Entre as metas apresentadas pela Rússia estão o desenvolvimento de uma estação espacial orbital exclusiva para o grupo e a ampliação de missões tripuladas. O conhecimento acumulado ao longo de décadas na Estação Espacial Internacional servirá como base técnica para essas novas empreitadas.
A proposta também inclui a troca de tecnologias e conhecimentos científicos, o que pode acelerar soluções colaborativas em áreas como engenharia aeroespacial e telecomunicações.
Encontro de Líderes do BRICS
O tema foi discutido na última cúpula do BRICS, realizada no Rio de Janeiro, com a presença de representantes do Brasil, China, Índia e África do Sul. Também participaram novos membros, como Arábia Saudita, Egito, Emirados Árabes Unidos, Etiópia, Irã e Indonésia.
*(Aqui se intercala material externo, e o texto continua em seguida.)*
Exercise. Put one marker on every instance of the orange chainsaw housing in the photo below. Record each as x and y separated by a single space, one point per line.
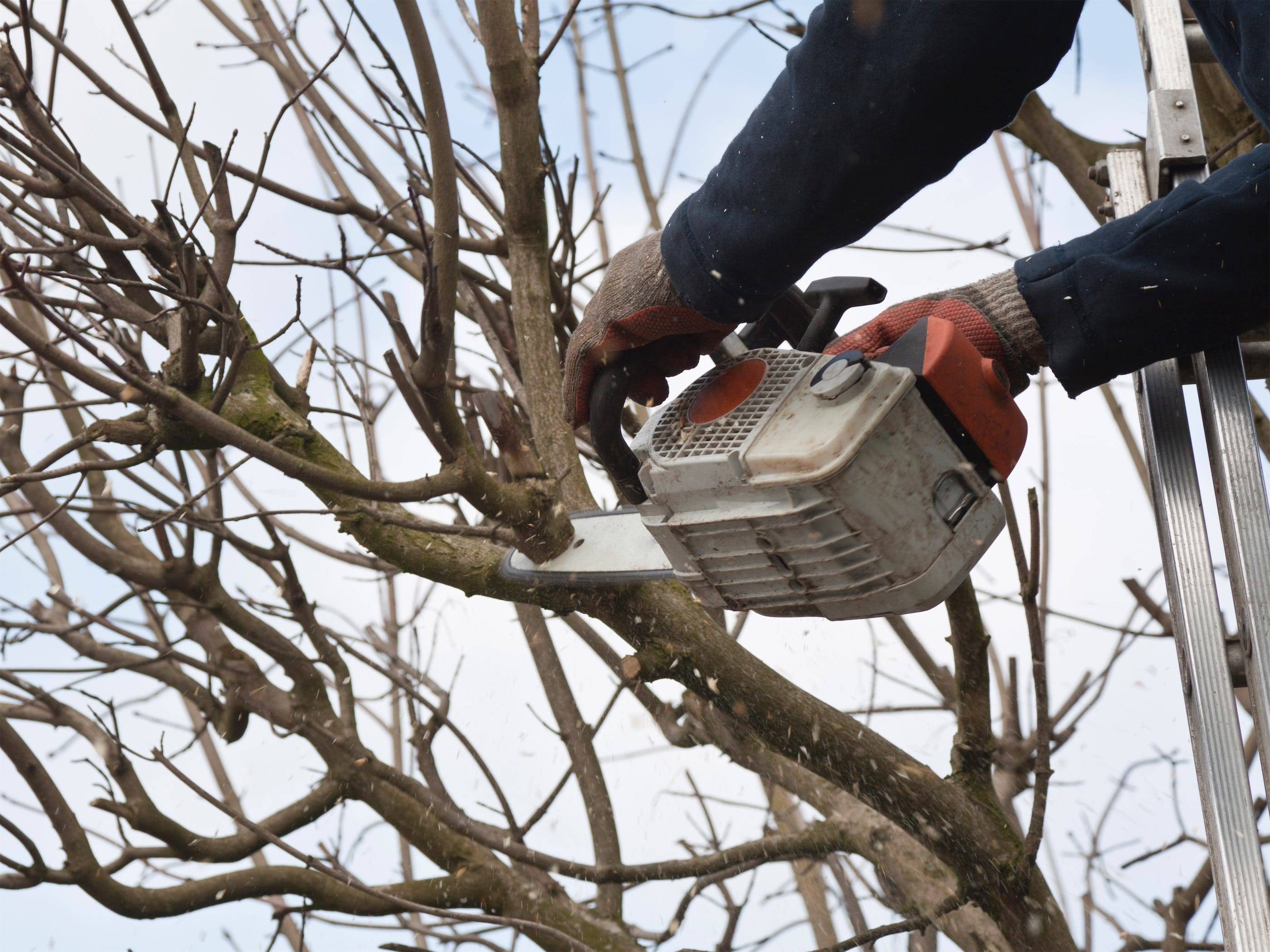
967 393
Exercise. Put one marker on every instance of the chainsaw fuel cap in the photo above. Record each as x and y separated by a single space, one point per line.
727 391
840 375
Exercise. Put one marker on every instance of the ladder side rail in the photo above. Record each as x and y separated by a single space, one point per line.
1245 517
1199 634
1177 153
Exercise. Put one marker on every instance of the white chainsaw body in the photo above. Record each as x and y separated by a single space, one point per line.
832 494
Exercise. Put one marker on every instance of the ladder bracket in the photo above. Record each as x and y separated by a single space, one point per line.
1175 139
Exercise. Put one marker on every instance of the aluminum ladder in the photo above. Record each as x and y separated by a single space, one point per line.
1174 153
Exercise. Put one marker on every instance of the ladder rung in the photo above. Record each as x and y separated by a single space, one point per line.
1256 362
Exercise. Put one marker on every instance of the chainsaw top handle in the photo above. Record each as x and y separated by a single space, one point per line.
607 398
804 321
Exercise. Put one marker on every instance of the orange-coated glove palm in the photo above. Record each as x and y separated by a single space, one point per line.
635 314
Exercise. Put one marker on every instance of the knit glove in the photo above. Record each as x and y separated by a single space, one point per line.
639 318
991 314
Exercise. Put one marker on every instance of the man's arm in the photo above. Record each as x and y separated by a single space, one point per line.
878 101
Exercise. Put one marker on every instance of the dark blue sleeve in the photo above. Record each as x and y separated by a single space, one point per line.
868 111
1184 273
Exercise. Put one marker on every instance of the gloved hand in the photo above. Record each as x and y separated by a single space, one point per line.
991 314
635 310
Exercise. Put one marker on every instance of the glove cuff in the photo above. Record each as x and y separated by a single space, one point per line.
997 299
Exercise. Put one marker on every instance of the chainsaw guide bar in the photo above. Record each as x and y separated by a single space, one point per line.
614 537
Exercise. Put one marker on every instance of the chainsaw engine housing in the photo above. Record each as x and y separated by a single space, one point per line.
832 489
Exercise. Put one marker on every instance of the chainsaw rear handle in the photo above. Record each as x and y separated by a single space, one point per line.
789 321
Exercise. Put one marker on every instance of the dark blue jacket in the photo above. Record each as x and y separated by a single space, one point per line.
865 115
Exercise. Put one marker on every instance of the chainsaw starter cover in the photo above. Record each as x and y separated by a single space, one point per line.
802 499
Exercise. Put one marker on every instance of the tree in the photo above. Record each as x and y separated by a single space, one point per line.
126 333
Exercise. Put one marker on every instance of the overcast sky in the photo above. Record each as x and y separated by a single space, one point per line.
1103 529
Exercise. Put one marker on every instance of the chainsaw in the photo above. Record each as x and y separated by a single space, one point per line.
794 483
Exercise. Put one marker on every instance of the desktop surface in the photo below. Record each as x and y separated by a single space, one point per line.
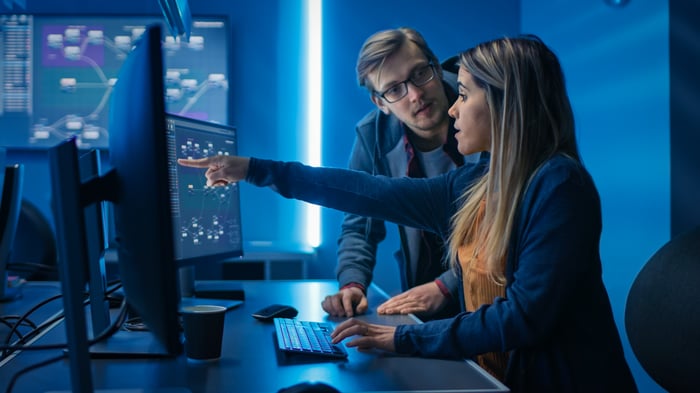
251 363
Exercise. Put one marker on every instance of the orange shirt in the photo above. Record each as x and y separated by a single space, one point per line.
479 289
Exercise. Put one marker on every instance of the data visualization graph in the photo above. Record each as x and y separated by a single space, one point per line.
57 74
206 220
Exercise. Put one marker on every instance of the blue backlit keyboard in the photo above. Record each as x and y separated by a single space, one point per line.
305 337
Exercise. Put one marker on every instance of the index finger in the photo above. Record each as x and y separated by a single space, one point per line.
194 163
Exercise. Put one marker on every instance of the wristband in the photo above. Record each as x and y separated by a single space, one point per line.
354 285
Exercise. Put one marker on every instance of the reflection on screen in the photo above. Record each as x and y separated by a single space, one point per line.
57 74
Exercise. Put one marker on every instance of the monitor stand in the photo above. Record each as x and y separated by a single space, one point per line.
224 293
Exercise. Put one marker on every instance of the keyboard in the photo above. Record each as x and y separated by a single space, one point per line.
306 337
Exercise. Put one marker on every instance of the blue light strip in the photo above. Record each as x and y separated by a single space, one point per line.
314 108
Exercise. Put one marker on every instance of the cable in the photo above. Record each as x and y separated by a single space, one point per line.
30 267
29 368
6 344
8 348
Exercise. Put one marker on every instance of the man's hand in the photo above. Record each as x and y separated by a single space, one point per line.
221 170
345 303
370 335
423 300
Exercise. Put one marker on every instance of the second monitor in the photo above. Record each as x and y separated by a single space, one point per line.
206 220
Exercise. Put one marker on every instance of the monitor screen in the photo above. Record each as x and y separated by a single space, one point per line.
206 220
58 74
138 186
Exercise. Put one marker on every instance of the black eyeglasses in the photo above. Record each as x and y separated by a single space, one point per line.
419 77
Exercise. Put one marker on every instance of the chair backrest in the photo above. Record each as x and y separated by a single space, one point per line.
662 315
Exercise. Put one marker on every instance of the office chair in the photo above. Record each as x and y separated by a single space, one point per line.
35 243
662 314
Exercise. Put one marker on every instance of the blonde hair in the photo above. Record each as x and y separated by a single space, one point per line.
531 120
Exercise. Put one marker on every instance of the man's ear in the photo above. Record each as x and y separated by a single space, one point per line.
380 103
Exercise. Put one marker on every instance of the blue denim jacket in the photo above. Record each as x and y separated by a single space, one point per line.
555 320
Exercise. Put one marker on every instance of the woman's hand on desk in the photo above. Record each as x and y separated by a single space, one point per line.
221 170
367 335
423 300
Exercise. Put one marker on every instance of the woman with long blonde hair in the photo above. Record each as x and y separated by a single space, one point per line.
523 228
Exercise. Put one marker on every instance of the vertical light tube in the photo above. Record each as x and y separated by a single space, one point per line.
314 109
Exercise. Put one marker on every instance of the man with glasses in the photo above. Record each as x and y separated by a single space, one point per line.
408 134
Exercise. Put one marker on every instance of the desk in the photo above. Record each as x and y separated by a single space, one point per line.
250 362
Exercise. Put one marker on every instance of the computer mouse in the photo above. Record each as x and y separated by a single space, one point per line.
309 387
273 311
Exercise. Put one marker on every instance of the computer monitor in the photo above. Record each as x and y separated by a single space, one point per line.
10 203
137 185
206 220
58 74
Juntos, esses países reúnem quase 45% da população mundial e cerca de 36% do PIB global, o que ressalta o peso econômico e político da aliança.
A influência do BRICS vai além de seus integrantes oficiais. O bloco mantém relações de cooperação com nações como Bielorrússia, Bolívia, Cuba, Cazaquistão, Malásia, Nigéria, Tailândia, Uganda, Uzbequistão e Vietnã.
Essa ampla rede de parcerias pode expandir o alcance das futuras iniciativas espaciais, consolidando um novo polo de colaboração tecnológica entre economias emergentes. Caso a proposta avance, o Conselho Espacial tem potencial para consolidar o BRICS como um ator relevante na corrida pela liderança na exploração do espaço.